I'm trying to read in a BZ2 file from the Reddit Politosphere dataset (specifically the "comments_2008-01.bz2" file). The dataset contains, among other things, the body of a Reddit comment.
If I read the file in using read.csv
, it works well for the most part, except for a few lines where it incorrectly splits what should be one entry into multiple columns.
df <- read.csv(bzfile("comments_2008-01.bz2"), fill = T)
df[9, ]
What happens:
body..deleted | body..cleaned |
---|---|
We ended it in 2004, but they stole it back. Google \\Ohio voting results, | 2004.\\ |
What I would like to happen:
body..deleted |
---|
We ended it in 2004, but they stole it back. Google \\Ohio voting results, 2004.\\ |
When I use read_lines
to explore:
"{\"author\":\"nOD1S\",\"body\\":\"We ended it in 2004, but they stole it back. Google \\\"Ohio voting results, 2004.\\\"\", ..... }"

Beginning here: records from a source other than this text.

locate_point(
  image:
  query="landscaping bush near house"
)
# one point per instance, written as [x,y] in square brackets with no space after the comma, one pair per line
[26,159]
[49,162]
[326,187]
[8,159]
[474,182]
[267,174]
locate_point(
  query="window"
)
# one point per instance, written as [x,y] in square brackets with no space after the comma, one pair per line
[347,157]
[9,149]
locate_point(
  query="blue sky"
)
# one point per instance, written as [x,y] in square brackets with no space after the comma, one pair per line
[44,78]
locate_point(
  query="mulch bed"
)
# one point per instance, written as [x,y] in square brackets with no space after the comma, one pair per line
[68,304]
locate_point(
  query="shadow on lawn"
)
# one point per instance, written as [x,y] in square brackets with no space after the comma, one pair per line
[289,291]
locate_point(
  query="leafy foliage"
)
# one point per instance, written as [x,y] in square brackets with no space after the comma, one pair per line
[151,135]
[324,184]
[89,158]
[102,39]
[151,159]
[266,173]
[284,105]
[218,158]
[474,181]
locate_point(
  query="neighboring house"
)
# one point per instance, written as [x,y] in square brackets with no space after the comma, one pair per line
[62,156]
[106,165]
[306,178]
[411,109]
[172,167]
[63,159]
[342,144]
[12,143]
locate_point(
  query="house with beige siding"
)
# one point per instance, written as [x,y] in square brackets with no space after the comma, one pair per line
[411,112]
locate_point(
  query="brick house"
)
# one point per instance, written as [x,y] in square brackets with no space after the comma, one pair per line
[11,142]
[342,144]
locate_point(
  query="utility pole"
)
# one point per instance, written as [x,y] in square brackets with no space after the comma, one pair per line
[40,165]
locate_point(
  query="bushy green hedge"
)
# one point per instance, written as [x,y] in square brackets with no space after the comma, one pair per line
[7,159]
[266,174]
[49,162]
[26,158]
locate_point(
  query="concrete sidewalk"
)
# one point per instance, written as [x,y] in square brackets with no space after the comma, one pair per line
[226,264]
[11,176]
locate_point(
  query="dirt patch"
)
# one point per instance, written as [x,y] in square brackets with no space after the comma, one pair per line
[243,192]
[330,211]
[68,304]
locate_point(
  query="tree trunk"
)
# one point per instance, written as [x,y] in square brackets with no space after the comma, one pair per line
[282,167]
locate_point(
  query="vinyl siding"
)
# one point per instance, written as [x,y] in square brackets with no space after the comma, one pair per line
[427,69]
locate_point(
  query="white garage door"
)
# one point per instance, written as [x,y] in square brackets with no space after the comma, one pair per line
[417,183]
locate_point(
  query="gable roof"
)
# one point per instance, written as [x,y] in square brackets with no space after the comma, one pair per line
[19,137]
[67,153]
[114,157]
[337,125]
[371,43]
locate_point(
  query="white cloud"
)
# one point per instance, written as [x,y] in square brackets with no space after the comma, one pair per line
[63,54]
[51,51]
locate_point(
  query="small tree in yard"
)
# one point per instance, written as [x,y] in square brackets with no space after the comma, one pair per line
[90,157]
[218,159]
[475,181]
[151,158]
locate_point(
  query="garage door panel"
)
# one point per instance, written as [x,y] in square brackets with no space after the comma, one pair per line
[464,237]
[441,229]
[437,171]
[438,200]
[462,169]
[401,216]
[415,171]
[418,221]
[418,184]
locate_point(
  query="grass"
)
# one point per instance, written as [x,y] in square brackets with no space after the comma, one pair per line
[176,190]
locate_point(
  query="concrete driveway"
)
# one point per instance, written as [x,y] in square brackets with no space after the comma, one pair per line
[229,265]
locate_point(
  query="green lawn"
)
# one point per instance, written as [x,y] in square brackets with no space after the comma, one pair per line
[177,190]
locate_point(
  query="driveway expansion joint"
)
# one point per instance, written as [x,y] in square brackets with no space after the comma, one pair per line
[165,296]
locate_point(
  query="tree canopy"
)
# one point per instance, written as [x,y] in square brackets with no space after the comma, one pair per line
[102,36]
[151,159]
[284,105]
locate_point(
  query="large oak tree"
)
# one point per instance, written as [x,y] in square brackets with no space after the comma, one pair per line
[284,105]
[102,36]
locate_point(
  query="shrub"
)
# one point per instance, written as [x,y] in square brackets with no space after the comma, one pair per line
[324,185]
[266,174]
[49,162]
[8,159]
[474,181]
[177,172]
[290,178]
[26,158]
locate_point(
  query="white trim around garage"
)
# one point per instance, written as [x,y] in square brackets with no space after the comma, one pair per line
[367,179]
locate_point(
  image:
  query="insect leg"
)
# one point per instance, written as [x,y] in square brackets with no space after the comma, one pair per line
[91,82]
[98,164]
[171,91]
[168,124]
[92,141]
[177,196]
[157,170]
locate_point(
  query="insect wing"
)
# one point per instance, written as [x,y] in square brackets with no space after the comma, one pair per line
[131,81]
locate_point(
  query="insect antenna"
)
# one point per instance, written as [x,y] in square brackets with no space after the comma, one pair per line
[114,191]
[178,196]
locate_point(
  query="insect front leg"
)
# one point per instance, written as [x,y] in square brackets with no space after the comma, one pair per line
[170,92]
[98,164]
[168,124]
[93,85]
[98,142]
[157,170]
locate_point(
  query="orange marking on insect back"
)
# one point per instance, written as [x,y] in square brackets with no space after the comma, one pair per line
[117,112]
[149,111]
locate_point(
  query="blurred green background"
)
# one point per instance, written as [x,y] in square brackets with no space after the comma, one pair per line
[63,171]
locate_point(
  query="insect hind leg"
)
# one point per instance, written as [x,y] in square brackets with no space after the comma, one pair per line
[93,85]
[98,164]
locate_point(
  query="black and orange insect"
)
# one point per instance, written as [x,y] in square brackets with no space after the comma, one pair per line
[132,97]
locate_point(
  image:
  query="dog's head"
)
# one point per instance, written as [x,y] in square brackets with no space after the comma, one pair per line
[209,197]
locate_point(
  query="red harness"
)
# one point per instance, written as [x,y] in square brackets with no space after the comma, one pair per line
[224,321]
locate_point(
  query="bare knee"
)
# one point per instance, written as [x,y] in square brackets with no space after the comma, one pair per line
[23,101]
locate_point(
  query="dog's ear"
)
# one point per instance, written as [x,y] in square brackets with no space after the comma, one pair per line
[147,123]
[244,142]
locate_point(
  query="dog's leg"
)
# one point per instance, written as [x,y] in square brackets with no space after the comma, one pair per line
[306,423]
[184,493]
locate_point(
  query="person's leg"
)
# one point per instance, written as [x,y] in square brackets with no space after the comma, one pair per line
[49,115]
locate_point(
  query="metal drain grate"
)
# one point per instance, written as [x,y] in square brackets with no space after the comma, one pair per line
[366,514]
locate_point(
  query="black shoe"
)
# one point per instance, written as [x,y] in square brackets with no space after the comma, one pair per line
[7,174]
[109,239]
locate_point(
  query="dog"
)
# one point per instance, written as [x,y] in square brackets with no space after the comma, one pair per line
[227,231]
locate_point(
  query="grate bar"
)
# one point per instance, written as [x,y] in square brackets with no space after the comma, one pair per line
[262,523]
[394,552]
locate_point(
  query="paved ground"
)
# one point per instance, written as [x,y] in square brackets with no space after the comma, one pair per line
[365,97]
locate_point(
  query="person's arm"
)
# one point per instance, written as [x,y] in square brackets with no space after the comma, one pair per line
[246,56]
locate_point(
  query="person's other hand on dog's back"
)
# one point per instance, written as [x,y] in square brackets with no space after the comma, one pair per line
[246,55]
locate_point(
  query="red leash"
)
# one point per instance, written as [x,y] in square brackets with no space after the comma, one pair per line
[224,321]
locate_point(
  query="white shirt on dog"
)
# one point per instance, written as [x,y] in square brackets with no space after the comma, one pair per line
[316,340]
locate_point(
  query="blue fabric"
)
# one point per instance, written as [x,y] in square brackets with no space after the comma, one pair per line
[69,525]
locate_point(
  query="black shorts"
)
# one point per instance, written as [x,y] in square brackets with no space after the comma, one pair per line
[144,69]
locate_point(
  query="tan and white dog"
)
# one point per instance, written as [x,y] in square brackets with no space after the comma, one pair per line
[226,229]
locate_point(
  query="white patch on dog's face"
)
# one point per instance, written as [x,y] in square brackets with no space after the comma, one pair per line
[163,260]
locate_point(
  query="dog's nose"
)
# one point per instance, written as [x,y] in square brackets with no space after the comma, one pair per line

What I think is happening is that in \"Ohio voting results, 2004
, the \"
is unintentionally telling the parser that the entry is completed, which is why the next ,
forces the rest of the text into a new column.
I can think of hacky ways to delete these rows altogether, but I don't really want to do that. Any ideas about how to get around this issue?
As your data is not a csv file after "unzipping", but a json file (sadly not formatted 100% correctly). So we can use readLines and then interpret each line as JSON and convert it using the jsonlite package.